Un contesto estivo sotto tensione

Ai Sables d’Olonne, l’arrivo massiccio di vacanzieri trasforma la città in un crocevia animato dove la popolazione può raggiungere quasi 300.000 persone. Una dinamica apprezzata dal punto di vista economico, ma anche generatrice di frizioni tra turisti e residenti. La principale fonte di malcontento questa stagione: l’irruzione in centro città di visitatori vestiti con semplici costumi da bagno o senza maglietta, mentre questi comportamenti sono poco tollerati dalla popolazione locale.

La ondata dei costumi da spiaggia per le strade

Se la spiaggia resta indiscutibilmente il regno del costume da bagno e del torso nudo, la loro presenza nei negozi, mercati o nei vicoli storici non fa unanimità. I residenti si dicono stanchi di fronte all’aumento di queste incivilità di abbigliamento che si impongono estate dopo estate. Per loro, è una questione di rispetto, ma anche di immagine per la loro città, che coltiva la sua identità elegante e il suo accoglienza calorosa.

Un appello lanciato dal sindaco

Di fronte al malcontento dei Sablais, il sindaco ha preso in mano la situazione e ha scelto di comunicare fermamente sulla questione. Yannick Moreau ha voluto ricordare pubblicamente il fermo divieto di circolare senza maglietta o in costume da bagno al di fuori degli spazi balneari. Con un messaggio chiaro, esorta vacanzieri e residenti ad adottare un abbigliamento corretto in città e a privilegiare i 11 chilometri di spiagge per godere delle gioie della tintarella in totale libertà.

Una campagna di prevenzione originale

Per rafforzare il suo discorso, il comune ha lanciato una campagna di prevenzione incisiva con lo slogan «200 anni di eleganza sablaise, non è per finire in costume nei nostri vicoli». Questo messaggio mira a ricordare che se la località balneare è un luogo di relax e libertà, resta anche uno spazio di vita condiviso dove civiltà e rispetto sono d’obbligo.

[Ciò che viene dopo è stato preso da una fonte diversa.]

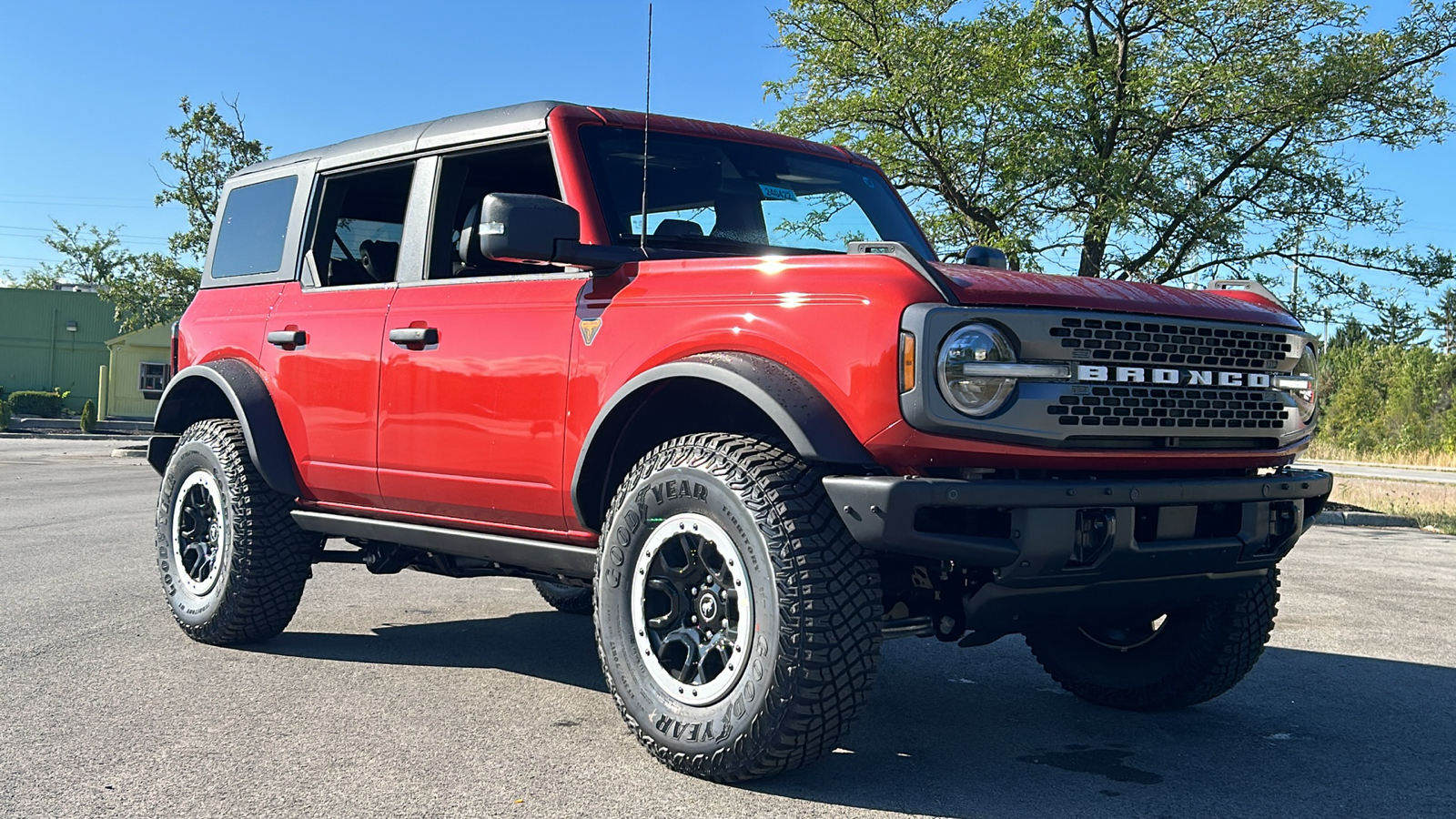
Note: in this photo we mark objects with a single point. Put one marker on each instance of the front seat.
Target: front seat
(379, 258)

Regole di igiene e rispetto in gioco

La preoccupazione del sindaco non si limita alla semplice decenza. Sottolinea l’importanza di una igiene pubblica minima nei luoghi di vita, in particolare nei mercati e nei negozi dove la prossimità è fondamentale. Camminare a metà vestito in questi spazi espone lui crede a disagi per gli altri utenti, così come il mantenere un’immagine conviviale e curata del centro città.

Fino a 150 euro di multa

Per i trasgressori, il comune non esita a richiamare il rischio: una multa di 150 euro potrà essere inflitta in caso di mancato rispetto di questa regolamentazione di abbigliamento. Una misura dissuasiva, che punta innanzitutto a rafforzare la consapevolezza collettiva e a creare un turismo più equilibrato, dove la condivisione degli spazi avviene con civiltà e moderazione.

Verso un turismo più armonioso

Al di là della polemica attorno agli abbigliamenti, il dibattito lanciato ai Sables d’Olonne fa parte di una riflessione più ampia sulla convivialità e sul vivere insieme nei luoghi molto frequentati. Il sindaco aspira a promuovere un’immagine di località balneare elegante, dove l’identità locale si preserva a contatto dei visitatori, affinché ogni estate rimanga sinonimo di rispetto, convivialità e piacere condiviso.